PDF is for long term archival.

There is no standard and widely recognized long term archival format for HTML pages (with all the extras). Web ARChive (WARC) provides method for bundling all the stuff in file in one file, but that's not enough. Plus the files will be quite large.

You just don't know how your HTML and JavaScript renders 10 - 15 years from now. If you look old Web Archieve files you start to see how they become crap over time.


HTML is the format. You pack it with images, CSS and whatever else, and you have the distribution format.

> Web ARChive (WARC) provides method for bundling all the stuff in file in one file, but that's not enough. Plus the files will be quite large.

Not enough how? What is there that you need besides what the server hands to you, if that's what rendered in the first place? What magical compression methods do you have in PDF that are better than ZIP compression used in MAFF, for example?

> You just don't know how your HTML and JavaScript renders 10 - 15 years from now. If you look old Web Archive files you start to see how they become crap over time.

Have a static HTML version that's rendered the same in the future. You know, the same way that you have a static PDF standard.

How do you render Javascript in PDFs in a standard way? You don't use Javascript, that's how. Javascript is not for publication of static semantic text, so you don't use Javascript for papers, it's a no-brainer.


> HTML is the format. You pack it with images, CSS and whatever else, and you have the distribution format.

HTML is not a good format and standard for that purpose. It's loose best effort markup with no good consensus on semantics. HTML with images is not good option for papers which have many equations.

EPUB3 is emerging standard for what you want, but it's not really good complete solution that can replace PDF/A or TeX/LaTeX

> Have a static HTML version that's rendered the same in the future

We don't have that.


> It's loose best effort markup with no good consensus on semantics.

And PDF has good semantics? Are we still on the topic of how HTML is better than PDF, or…? We're in the comments for a page that says that PDF tables are characters just floating in space, and people are saying most PDFs out there don't have semantic markup. Meanwhile HTML had semantics efforts for decades now, just choose your flavor.

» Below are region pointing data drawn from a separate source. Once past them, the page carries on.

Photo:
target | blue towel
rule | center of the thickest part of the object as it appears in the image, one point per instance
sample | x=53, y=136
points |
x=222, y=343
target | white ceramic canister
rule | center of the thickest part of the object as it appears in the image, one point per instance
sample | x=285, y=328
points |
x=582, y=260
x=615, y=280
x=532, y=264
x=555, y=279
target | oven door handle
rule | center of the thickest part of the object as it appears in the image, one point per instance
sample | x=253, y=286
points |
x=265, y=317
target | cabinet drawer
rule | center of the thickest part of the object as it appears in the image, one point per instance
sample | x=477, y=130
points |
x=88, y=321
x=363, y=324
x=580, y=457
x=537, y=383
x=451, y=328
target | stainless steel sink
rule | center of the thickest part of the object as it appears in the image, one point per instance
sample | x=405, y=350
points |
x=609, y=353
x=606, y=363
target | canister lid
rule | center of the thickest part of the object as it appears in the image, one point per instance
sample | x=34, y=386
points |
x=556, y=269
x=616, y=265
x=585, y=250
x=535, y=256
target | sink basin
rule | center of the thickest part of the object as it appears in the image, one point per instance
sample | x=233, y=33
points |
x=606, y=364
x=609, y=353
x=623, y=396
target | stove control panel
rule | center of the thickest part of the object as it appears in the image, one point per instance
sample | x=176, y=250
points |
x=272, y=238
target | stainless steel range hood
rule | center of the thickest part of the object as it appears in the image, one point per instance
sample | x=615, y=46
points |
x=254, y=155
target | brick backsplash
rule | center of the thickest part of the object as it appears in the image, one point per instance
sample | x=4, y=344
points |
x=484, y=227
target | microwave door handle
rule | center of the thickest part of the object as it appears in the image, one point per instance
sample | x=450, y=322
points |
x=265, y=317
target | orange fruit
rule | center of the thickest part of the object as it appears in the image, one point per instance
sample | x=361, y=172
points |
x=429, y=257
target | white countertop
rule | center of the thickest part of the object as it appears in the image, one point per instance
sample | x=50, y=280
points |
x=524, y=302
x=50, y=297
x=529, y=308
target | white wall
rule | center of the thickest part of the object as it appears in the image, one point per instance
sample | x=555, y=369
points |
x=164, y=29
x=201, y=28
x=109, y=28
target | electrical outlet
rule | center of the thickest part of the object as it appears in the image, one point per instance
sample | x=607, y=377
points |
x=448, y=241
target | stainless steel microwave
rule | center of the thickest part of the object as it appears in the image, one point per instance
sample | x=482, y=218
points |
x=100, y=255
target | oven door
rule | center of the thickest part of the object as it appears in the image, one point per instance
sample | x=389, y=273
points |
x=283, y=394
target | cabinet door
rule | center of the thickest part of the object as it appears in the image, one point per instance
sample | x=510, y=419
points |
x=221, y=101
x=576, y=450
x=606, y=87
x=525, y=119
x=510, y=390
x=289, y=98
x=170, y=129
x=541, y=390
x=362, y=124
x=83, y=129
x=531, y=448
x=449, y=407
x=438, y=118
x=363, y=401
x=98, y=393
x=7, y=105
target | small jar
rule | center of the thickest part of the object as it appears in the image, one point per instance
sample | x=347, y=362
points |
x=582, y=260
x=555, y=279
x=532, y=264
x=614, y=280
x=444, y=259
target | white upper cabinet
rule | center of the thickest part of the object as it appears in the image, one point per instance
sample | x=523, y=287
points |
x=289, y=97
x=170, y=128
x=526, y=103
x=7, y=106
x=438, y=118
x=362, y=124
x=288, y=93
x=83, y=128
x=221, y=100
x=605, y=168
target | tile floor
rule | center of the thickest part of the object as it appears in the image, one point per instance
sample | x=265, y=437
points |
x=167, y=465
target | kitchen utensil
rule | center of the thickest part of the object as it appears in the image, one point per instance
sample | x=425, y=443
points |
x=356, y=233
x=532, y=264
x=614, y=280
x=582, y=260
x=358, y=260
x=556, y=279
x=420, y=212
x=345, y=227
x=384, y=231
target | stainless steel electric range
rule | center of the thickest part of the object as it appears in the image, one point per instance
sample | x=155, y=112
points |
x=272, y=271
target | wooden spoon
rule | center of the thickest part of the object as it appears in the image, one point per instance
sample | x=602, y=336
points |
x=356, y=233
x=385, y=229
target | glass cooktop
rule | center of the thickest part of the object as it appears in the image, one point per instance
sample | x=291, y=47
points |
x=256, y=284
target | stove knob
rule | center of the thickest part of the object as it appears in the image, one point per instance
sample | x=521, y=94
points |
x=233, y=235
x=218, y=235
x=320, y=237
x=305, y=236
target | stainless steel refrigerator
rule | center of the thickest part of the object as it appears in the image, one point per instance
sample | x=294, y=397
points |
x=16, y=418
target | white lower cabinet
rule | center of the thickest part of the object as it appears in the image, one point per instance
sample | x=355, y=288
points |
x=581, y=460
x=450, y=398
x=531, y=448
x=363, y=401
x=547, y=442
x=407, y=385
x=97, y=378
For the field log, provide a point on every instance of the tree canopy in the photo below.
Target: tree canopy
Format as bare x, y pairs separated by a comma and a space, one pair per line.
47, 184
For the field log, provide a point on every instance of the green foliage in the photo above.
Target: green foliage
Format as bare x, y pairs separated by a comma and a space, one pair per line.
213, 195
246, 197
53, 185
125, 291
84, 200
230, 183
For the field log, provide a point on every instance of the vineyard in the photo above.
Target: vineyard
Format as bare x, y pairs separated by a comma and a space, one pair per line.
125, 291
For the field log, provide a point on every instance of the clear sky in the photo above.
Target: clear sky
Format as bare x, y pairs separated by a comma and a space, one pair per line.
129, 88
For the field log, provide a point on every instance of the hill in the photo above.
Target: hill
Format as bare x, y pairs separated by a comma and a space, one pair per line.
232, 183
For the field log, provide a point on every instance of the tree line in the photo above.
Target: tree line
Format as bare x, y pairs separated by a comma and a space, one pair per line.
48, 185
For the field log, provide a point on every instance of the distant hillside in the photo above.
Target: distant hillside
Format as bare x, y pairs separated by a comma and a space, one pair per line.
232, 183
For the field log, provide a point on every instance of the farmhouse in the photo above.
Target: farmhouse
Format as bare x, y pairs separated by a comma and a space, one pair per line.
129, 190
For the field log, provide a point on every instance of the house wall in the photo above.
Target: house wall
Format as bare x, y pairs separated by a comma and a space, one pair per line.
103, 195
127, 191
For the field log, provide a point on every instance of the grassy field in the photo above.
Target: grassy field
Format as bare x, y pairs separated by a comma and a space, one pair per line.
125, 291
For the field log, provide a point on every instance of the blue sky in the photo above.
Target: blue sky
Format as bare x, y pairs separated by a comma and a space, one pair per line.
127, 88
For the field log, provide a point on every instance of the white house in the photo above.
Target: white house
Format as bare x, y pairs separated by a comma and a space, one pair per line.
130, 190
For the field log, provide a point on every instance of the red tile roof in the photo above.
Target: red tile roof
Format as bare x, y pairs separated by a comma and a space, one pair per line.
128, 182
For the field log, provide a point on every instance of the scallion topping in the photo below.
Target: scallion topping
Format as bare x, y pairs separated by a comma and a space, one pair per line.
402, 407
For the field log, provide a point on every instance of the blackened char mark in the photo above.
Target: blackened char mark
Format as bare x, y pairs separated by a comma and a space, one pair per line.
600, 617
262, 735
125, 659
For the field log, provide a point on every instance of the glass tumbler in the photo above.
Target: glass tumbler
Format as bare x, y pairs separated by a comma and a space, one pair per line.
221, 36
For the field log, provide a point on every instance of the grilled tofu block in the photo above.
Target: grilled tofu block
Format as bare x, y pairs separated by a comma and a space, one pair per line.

Blind people read HTML, you know. Do they read PDFs?

> HTML with images is not good option for papers which have many equations.

There's MathML for that, and IIRC other formats too. You could even have embedded TeX like Anki has. Use SVG for fallback.

>> Have a static HTML version that's rendered the same in the future

> We don't have that.

Ooh, chicken-and-egg again? Freeze any of the versions from the past decade with the rendering standards, and you'll have it.

But actually, it doesn't even matter, just like HTML 2.0 can be rendered fine on modern devices (aside from the different text size). Treat your paper as a paper instead of a webzine, don't use crazy layouts, just do “text, image, text” which you'll want anyway for the different displays—and your document will render fine in the future when it will be delivered straight to the retina, instead of making me scroll the PDF back and forth because no reflow.